Man hat entdeckt, daß dieser Schelm von einem Kometen es war, der sieben Monate lang Südwinde wehen ließ, so daß die türkische Flotte nicht die Dardanellen passieren konnte. Nach diesen Tatsachen, die völlig sicher sind, brauchen Sie keine Zeitungen mehr. Wenn die Ursachen bekannt sind, so vermögen nur Dummköpfe die Wirkungen nicht vorauszusehen.

Aber vielleicht habe ich Sie in einem ganz falschen Verdacht. Sie hatten es gar nicht auf türkische Neuigkeiten abgesehen, als Sie mich um unsere Zeitungen baten. Sie wollten mich nur verführen, Ihnen zu schreiben. Wenn das Ihr Zweck ist, so haben Sie's gut getroffen: Gelegenheit macht Diebe. Ja, ich werde Ihnen schreiben, und wenn Sie mir antworten, so werde ich Ihnen oft schreiben. Meine Eitelkeit fühlt sich so angenehm gekitzelt, meine Freundschaft für Sie und Ihre Frau Gemahlin (denn auch sie kommt hierbei sehr in Betracht; sie ist so sanft! so gut! Wie leid tut es mir, daß ich sie früher ein wenig vernachlässigte!) fühlt sich so von ihrer Erinnerung geschmeichelt, daß es mir unmöglich wäre, nicht mit Ihnen im Briefwechsel zu bleiben, der mir so viel Vergnügen macht. Es wird uns nicht an Stoff mangeln, unsre Seiten zu füllen; er ist reichhaltig genug.

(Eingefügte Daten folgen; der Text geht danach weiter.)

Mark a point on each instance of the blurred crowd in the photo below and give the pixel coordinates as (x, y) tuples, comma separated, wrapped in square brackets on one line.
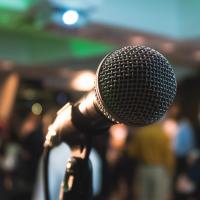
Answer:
[(156, 162)]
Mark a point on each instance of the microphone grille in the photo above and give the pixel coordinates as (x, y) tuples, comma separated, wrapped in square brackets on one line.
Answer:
[(135, 85)]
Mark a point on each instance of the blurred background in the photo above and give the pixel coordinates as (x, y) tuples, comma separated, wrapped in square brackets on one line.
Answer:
[(49, 52)]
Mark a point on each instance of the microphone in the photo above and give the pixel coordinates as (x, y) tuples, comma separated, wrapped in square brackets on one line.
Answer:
[(134, 85)]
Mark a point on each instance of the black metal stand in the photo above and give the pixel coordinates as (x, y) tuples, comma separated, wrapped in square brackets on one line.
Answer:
[(77, 184)]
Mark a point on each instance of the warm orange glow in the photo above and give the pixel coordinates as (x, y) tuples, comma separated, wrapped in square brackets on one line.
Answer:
[(119, 134), (84, 81)]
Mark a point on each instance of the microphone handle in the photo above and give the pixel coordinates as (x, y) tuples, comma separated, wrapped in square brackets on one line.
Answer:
[(77, 183)]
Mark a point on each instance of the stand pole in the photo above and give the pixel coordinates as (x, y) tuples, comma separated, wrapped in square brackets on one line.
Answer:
[(77, 184)]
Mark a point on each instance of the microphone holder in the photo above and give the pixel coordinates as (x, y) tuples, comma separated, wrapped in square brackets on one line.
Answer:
[(77, 183)]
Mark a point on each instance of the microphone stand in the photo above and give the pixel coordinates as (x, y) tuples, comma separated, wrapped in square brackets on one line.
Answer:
[(77, 183)]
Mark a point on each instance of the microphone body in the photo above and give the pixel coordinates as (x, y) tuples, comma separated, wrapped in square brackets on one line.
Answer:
[(134, 85)]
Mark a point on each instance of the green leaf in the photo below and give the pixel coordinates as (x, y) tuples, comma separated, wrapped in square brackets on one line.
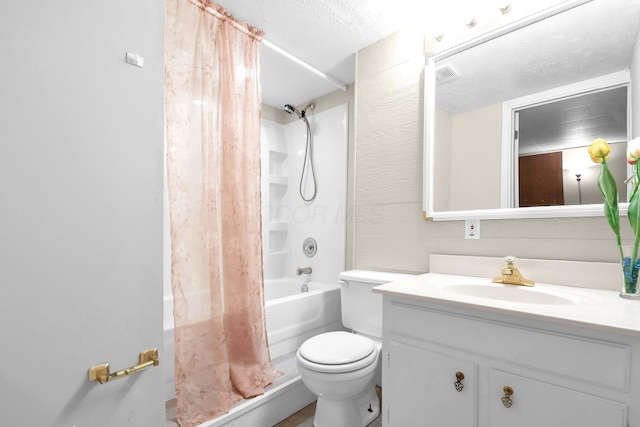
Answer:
[(607, 185), (634, 208)]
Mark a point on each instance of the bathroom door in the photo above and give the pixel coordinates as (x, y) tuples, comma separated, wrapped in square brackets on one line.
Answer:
[(81, 160)]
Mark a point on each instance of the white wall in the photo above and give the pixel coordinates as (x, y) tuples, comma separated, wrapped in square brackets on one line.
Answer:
[(81, 209), (389, 232), (288, 220)]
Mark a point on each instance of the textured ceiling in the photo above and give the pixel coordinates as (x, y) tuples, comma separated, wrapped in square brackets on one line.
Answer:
[(327, 33)]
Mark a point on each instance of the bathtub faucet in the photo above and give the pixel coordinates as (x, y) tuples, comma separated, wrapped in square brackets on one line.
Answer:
[(303, 270)]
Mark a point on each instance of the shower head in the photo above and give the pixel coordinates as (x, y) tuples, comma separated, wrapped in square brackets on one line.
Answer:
[(291, 109), (301, 114)]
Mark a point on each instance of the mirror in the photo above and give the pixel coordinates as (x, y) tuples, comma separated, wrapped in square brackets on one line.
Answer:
[(571, 64)]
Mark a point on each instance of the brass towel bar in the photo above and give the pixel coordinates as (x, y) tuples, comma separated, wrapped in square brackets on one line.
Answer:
[(101, 372)]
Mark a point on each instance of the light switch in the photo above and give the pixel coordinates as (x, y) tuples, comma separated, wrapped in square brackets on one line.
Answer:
[(135, 59)]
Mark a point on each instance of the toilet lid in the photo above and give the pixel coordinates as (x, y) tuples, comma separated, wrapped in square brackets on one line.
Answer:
[(336, 348)]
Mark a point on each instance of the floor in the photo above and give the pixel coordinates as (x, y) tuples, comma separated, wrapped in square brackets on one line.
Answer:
[(302, 418)]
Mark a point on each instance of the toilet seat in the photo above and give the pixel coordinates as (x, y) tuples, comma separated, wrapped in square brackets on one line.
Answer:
[(335, 352)]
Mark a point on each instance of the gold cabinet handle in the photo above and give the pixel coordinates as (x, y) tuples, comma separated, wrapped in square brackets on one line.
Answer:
[(458, 384), (506, 400), (101, 372)]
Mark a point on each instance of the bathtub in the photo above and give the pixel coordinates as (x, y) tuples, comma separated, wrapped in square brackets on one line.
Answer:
[(292, 316)]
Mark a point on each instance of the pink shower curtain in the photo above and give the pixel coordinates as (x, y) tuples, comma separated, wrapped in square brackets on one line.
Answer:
[(213, 110)]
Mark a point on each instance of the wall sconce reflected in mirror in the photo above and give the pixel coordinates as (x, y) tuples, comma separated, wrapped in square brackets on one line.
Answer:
[(579, 178)]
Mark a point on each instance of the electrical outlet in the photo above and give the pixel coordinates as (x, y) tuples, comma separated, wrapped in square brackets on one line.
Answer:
[(472, 229)]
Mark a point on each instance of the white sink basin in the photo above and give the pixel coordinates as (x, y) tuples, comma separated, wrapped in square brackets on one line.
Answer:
[(510, 293)]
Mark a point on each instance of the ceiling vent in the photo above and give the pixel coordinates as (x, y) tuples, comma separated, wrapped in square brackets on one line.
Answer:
[(445, 73)]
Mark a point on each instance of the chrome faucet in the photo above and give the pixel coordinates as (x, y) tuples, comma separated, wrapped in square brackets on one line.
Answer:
[(510, 275), (304, 270)]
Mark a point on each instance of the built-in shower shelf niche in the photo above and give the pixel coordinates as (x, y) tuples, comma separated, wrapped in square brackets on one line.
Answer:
[(278, 226), (279, 253), (279, 180), (277, 162), (278, 152), (277, 241)]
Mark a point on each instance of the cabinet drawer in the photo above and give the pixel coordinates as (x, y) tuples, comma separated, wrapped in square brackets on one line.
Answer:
[(587, 360), (535, 403)]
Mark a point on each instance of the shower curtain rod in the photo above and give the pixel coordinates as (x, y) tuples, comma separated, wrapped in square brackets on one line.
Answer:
[(303, 64)]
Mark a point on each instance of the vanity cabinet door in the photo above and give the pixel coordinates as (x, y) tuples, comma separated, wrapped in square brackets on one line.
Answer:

Ich habe das Système de la Nature erhalten; aber ich werde Ihnen heut abend nichts darüber sagen, lieber will ich mit Ihnen von meinen Dialogen reden. Ich habe den Auszug gesehen, den Fréron davon gab. Ich bin ganz damit zufrieden: man konnte nicht besser die Gesamtheit meiner Ideen erfassen. Wie ist es möglich, daß Fréron sie erfaßt und der Abbé Morellet sie nicht begriffen hat? Bitte, mein lieber Suard, sagen Sie mir – Sie können es ja wissen – was konnte den Abbé so blind machen, daß er mich für einen Feind der freien Ausfuhr hielt?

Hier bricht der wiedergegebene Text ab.